Paulo César de Araújo concorda. “As plataformas digitais transformaram muita coisa, principalmente a música. Antes, para ouvir um disco do Caetano Veloso ou do Belchior, era preciso ter esse disco em casa, comprar um CD ou um vinil. Hoje, com o YouTube, Spotify, TikTok e Instagram, num toque você está ouvindo um disco inteiro.”

Segundo ele, o acesso facilitado pelas plataformas digitais tem papel fundamental na redescoberta da MPB pelos jovens, pois amplia as possibilidades de escuta, troca e compartilhamento. “Essa mudança tornou muito mais simples o contato com artistas do passado, inclusive internacionais, e isso contribuiu significativamente para o aumento do interesse da nova geração por esse repertório”.

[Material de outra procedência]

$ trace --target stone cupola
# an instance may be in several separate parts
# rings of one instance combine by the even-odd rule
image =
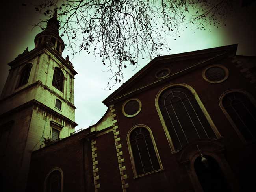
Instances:
[[[59,23],[57,20],[56,9],[52,17],[47,21],[46,28],[35,36],[35,44],[36,48],[46,44],[61,54],[64,49],[65,44],[59,33],[59,29],[60,26]]]

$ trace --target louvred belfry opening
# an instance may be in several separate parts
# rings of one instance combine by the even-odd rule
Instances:
[[[63,91],[63,75],[61,70],[56,68],[53,74],[52,85],[61,91]]]

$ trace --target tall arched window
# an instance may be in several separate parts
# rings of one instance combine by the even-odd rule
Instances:
[[[201,157],[195,161],[195,170],[203,191],[231,191],[219,165],[212,157],[204,155],[207,159],[206,165],[202,162]]]
[[[168,130],[174,150],[196,139],[216,137],[206,117],[206,110],[202,104],[200,107],[195,96],[195,92],[193,94],[186,88],[174,86],[164,90],[158,97],[157,109],[161,111],[158,113],[163,119],[162,123]]]
[[[53,74],[52,85],[61,91],[63,92],[63,81],[64,75],[60,69],[56,67]]]
[[[58,168],[53,169],[45,180],[45,192],[62,192],[63,173]]]
[[[128,133],[127,142],[134,176],[163,168],[153,135],[148,127],[144,125],[134,127]]]
[[[61,110],[61,102],[58,99],[56,99],[55,101],[55,107],[58,108],[60,110]]]
[[[22,69],[21,72],[18,87],[24,85],[28,83],[31,70],[31,66],[29,65],[27,65]]]
[[[247,141],[255,140],[256,107],[249,98],[241,92],[231,92],[221,97],[220,104],[238,134]]]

As plataformas não apenas ampliam o alcance da MPB, como também oferecem novas formas de interação com o gênero, permitindo que jovens como Maria Clara possam explorar tanto o passado quanto o presente da música brasileira. Amanda, no entanto, aponta uma limitação nesse processo. “Apesar de estar tudo ali, acho que você descobre pouca coisa. Parece que empobrece o gosto musical da gente, e se você não se dispor a ouvir outras coisas, vai ouvir sempre o mais do mesmo.”

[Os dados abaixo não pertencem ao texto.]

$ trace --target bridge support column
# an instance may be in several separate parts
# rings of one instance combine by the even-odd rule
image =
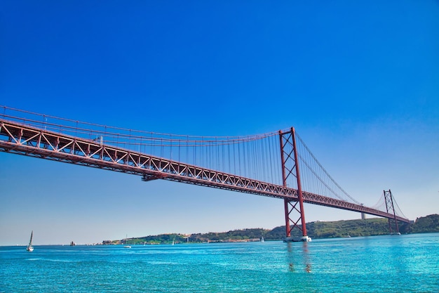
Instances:
[[[300,172],[299,171],[299,161],[297,159],[297,148],[296,146],[296,136],[294,128],[288,131],[279,131],[281,140],[281,159],[282,161],[282,182],[284,187],[287,187],[287,180],[290,176],[295,177],[297,184],[297,198],[284,199],[285,219],[286,237],[285,241],[310,241],[311,238],[306,235],[306,225],[305,223],[305,212],[300,183]],[[291,231],[295,228],[302,232],[302,237],[292,237]]]
[[[396,214],[395,213],[395,207],[393,207],[393,196],[392,195],[392,192],[390,191],[390,189],[389,191],[384,190],[383,192],[384,193],[384,202],[386,202],[386,209],[387,210],[387,213],[393,214],[393,219],[391,219],[390,218],[388,219],[389,233],[390,234],[400,234],[399,228],[398,227],[398,221],[396,220]],[[396,230],[396,232],[395,233],[392,232],[392,221],[395,223],[395,228]]]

A MPB como símbolo de reflexão social para as novas gerações
Além do componente afetivo, Paulo César de Araújo ressalta o valor simbólico da MPB. “Esses artistas da MPB do passado produziam uma obra que era de vanguarda, de contestação, com uma temática moderna sobre raça, gênero e sexualidade. Isso ainda é muito relevante para a geração atual. A geração Z valoriza essa música não só pela estética, mas pela mensagem que ela ainda transmite.”

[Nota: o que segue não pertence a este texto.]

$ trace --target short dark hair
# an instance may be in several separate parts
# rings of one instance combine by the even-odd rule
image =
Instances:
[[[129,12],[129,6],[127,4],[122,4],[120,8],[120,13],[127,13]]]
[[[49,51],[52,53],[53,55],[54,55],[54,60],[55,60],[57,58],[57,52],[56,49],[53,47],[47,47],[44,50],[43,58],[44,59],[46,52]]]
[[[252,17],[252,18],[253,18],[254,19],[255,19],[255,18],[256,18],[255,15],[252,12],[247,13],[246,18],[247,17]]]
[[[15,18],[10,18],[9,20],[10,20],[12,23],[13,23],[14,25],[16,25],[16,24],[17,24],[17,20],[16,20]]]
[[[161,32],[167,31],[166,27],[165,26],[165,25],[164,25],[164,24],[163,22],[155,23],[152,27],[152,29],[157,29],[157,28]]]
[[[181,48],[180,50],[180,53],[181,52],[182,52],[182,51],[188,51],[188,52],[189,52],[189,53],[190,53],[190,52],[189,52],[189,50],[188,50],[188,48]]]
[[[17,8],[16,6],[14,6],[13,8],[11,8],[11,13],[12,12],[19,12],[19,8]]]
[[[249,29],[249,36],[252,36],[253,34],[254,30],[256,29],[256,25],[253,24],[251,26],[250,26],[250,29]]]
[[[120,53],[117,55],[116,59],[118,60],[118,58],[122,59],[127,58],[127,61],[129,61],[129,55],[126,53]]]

Amanda também compartilha essa visão. “Tem músicas que têm muita força. Pega músicas da época da ditadura, uma Elis Regina, por exemplo, cantando Como Nossos Pais, do Belchior: são músicas de força, de luta, de resistência.” Para ela, a MPB é uma verdadeira janela para a compreensão de contextos históricos.
Esse aspecto se destaca na vivência de Maria Clara, que enxerga na MPB uma ponte entre sua geração e a história do país. “Eu vejo especialmente as músicas mais antigas como uma forma de se conectar com o passado e ter um senso crítico”, reflete.
Ela acredita que a MPB é uma “ferramenta de reflexão” que vai além do simples consumo musical, ajudando a atual geração a se posicionar de maneira mais consciente diante das questões sociais atuais.
Maria Clara também observa uma movimentação entre seus amigos. “Dentro do meu nicho, muitas pessoas se aventuram tanto por artistas antigos quanto por novos. Acredito que muitos começaram a conhecer algumas composições mais antigas pelos novos artistas que mesclam seus estilos com MPB.”